On discutait du débordement du Nil, de l'amour d'inclination, mais aussi des causes de la lumière, de la question du vide et de la pesanteur de l'air. Angélique s'aperçut qu'en écoutant les conférences scientifiques, elle souffrait comme une damnée dans un bénitier.
À certains termes, elle tressaillait, croyant entendre la voix passionnée de Joffrey de Peyrac et voir briller le feu de son regard.
– Ma cervelle est trop petite, dit-elle un jour à Mlle de Parajonc. Toutes ces grandes questions m'effraient. Je ne veux plus aller au Palais Précieux que pour le bal et la musique.
– Votre sublime est trop profondément enfoncé dans la matière, se désola la vieille demoiselle. Comment voulez-vous briller dans un salon si vous n'êtes pas au courant de ce dont on parle ? Vous ne voulez ni de philosophie, ni dé mécanique, ni d'astronomie, et vous ne savez pas rimer. Que vous reste-t-il ?... La dévotion. Au moins, avez-vous lu saint Paul et saint Augustin ? Voilà de bons ouvriers pour établir la souveraine volonté de Dieu. Je vous les prêterai.

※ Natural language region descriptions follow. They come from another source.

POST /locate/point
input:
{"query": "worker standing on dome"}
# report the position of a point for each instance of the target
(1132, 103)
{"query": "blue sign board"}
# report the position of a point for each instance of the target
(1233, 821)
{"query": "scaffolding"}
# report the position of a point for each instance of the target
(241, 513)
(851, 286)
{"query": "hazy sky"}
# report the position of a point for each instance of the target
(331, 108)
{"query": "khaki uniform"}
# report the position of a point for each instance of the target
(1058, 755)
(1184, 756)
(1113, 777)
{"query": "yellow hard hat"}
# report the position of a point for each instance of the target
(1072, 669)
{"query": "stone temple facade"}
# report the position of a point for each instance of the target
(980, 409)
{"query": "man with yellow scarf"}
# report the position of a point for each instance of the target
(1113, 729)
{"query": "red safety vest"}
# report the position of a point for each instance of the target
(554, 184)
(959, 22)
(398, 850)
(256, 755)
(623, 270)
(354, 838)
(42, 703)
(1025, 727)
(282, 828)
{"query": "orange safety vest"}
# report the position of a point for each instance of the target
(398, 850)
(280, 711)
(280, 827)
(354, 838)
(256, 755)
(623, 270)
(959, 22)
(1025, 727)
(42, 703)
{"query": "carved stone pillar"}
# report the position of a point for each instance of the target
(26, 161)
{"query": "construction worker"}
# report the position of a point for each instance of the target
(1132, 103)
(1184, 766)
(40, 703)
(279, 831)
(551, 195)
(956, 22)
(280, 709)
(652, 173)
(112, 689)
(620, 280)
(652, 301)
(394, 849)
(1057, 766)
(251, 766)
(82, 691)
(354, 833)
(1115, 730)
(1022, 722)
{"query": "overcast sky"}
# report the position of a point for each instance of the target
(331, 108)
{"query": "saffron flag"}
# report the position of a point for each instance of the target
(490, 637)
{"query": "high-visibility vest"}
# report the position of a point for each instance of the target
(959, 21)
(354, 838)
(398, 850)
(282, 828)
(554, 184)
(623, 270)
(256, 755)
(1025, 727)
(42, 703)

Mais Angélique refusa saint Paul et saint Augustin, et même le livre de Mlle de Gournay : De l'Égalité des hommes et des femmes où elle eût pourtant puisé de solides arguments à opposer aux déclarations d'Audiger.
En revanche, elle se plongeait ardemment et presque en cachette, dans le Traité de minauderies et de bon air de Mlle de Quintin et L'Art de plaire à la cour de Mlle de Croissy.